21.1 (1) Every person commits an offense who knowingly represents or advises a person for consideration — or offers to do so — in connection with a proceeding or application under this Act.

The offense will be a hybrid offense. If the Crown elects to proceed by way of indictment, the maximum penalty would be a fine of $50,000 and/or two years imprisonment.

There will be exceptions for lawyers, members of a designated body, and other exceptions similar to those for immigration consultants. In fact, the language in Bill C-37 regarding the regulation of citizenship consultants largely mirrors that in Bill C-35, the Cracking Down on Crooked Consultants Act.

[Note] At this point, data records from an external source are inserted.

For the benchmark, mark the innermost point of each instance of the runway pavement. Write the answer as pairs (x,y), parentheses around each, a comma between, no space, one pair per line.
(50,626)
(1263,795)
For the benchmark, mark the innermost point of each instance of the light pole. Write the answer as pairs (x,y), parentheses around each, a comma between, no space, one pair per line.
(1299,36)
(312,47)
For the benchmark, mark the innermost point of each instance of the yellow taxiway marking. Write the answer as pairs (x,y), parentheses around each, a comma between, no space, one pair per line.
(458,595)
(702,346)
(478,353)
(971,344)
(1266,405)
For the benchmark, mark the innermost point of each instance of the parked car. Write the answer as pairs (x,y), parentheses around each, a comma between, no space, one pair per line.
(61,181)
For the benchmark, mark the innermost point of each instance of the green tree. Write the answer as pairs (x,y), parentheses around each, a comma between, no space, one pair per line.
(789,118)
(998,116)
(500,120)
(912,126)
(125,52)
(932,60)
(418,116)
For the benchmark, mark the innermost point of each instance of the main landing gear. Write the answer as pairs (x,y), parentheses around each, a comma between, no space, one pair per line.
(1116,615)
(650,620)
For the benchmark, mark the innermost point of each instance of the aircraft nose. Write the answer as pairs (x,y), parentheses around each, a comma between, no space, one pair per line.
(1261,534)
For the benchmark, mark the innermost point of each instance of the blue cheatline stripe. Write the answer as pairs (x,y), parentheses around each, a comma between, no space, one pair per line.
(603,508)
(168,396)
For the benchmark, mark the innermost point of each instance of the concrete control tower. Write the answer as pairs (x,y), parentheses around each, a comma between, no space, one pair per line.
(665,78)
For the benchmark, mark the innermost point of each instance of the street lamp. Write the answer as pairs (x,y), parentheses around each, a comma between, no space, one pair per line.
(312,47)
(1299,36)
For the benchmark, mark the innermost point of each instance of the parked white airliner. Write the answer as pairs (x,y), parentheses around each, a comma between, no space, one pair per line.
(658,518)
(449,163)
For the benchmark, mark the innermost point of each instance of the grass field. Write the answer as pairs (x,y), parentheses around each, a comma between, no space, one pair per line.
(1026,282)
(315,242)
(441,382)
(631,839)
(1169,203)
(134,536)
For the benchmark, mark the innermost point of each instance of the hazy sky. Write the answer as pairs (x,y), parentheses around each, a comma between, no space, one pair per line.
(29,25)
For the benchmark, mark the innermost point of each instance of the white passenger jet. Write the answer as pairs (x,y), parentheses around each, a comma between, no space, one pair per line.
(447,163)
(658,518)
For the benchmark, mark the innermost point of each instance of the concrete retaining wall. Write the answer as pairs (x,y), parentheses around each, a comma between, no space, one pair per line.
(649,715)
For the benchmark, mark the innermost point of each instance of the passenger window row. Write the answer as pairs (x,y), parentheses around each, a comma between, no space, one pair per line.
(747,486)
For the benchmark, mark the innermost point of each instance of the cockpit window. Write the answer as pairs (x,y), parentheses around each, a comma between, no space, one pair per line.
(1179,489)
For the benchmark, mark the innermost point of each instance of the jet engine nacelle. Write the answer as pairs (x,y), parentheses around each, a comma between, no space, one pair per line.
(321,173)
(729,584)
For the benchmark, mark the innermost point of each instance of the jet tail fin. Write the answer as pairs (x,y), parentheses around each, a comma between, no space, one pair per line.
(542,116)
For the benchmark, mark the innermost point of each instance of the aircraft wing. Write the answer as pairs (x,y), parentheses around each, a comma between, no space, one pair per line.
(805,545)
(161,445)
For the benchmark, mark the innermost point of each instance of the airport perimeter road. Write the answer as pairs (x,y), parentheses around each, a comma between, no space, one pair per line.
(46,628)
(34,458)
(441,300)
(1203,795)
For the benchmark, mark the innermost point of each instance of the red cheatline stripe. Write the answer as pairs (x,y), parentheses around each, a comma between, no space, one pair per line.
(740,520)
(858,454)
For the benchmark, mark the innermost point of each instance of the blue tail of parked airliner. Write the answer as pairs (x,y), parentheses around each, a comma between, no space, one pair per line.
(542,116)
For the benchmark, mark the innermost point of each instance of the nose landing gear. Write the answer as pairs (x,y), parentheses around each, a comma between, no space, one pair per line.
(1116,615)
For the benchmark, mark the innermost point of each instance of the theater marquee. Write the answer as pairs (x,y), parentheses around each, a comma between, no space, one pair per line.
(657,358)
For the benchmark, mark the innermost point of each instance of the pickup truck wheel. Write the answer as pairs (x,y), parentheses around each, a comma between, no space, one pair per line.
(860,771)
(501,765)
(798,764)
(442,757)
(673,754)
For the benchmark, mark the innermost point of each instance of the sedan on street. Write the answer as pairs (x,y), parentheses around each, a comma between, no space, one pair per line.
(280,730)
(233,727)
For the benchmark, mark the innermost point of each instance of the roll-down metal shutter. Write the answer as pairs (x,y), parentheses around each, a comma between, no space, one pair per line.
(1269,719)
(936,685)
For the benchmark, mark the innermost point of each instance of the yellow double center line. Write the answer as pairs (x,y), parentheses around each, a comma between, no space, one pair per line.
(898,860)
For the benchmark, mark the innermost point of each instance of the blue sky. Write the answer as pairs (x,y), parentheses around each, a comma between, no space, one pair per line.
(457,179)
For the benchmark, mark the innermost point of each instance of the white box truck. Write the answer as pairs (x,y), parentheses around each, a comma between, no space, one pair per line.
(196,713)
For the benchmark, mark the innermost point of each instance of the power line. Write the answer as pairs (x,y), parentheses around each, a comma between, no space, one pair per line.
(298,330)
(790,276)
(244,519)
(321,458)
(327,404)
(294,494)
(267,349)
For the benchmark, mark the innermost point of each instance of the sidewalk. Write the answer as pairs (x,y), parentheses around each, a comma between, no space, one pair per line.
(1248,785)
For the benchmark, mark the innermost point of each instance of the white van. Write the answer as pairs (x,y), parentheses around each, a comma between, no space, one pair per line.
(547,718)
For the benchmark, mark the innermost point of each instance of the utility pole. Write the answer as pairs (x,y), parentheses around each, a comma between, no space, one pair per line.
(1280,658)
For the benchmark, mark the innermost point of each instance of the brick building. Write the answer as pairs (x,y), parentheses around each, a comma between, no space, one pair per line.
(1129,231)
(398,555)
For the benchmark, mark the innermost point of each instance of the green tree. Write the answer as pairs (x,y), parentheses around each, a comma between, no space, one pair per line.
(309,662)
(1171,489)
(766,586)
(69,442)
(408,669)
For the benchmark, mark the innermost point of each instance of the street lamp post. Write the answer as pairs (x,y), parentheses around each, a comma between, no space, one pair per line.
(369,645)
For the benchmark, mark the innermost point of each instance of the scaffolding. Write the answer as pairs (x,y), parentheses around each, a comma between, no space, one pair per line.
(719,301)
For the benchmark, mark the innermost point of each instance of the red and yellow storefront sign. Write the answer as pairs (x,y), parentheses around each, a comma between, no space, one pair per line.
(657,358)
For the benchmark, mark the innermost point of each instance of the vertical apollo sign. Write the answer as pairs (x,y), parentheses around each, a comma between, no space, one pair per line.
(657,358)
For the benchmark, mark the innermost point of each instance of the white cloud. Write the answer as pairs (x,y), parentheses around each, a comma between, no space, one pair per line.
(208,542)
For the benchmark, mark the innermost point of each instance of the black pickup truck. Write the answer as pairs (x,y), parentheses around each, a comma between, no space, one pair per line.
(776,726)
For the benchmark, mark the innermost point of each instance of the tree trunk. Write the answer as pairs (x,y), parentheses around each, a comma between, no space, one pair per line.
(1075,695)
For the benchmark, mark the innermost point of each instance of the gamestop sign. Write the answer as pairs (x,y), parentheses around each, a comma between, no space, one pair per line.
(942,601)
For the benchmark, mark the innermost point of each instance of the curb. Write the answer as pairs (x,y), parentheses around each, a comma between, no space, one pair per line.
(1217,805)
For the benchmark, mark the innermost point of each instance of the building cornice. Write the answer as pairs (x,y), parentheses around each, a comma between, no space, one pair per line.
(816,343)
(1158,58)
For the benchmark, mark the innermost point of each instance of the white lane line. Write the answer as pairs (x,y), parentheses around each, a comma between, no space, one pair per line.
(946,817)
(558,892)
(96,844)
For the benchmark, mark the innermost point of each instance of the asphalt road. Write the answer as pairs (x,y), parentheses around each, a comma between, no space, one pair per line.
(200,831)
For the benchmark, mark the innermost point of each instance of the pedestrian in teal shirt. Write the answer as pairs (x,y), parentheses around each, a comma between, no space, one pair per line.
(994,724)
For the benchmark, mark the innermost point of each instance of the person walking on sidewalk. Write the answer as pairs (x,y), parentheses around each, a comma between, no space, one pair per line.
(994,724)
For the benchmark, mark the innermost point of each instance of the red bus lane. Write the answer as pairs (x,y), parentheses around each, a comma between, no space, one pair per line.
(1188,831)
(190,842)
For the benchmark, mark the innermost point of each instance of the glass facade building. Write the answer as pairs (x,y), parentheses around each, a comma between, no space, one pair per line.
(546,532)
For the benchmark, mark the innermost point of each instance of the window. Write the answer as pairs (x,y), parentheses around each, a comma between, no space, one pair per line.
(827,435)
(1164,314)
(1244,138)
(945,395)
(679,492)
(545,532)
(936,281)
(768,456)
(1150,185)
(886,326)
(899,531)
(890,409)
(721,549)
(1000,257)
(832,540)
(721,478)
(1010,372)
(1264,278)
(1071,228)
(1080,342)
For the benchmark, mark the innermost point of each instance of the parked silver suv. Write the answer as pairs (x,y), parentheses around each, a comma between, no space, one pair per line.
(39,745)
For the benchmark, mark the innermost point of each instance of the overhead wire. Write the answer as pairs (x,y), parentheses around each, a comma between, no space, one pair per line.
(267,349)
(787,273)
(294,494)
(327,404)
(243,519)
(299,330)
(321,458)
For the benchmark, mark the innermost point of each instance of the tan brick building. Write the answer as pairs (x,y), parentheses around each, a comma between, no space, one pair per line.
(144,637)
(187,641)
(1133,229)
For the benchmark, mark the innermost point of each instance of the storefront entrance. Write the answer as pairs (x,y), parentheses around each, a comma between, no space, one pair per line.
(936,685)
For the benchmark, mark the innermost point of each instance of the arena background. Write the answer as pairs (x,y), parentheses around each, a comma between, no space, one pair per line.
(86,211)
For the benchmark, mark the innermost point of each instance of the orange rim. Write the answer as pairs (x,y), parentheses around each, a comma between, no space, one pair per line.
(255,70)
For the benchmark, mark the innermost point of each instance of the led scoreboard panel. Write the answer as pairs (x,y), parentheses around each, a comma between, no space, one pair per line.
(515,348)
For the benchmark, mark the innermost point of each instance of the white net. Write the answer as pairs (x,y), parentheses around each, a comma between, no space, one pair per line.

2) Increases Penalties for Citizenship Fraud

The Citizenship Act makes it an offense to make a false representation, commit fraud, knowingly conceal or misrepresent information, obtain or use a certificate of naturalization/renunciation of another person, knowingly permit another to use that person’s certificate, or traffic certificates. The penalty for doing so is currently a maximum fine of $1,000 and/or imprisonment to a term of one year.  A person who issues or alters a certificate, counterfeits a certificate, or attempts to cause a person to use an unlawfully issued certificate can face a penalty of a maximum of $5,000 and/or three years imprisonment.

Bill C-37 massively increases the penalties.  The offense for pretty much the same actions will now be a hybrid offense. If the Crown decides to proceed by way of a summary offense, then the maximum penalty will be a fine not more than $50,000 and/or two years imprisonment. If the Crown decides to proceed by way of an indictment, then the maximum penalty is a fine of not more than $100,000 and/or imprisonment of five years.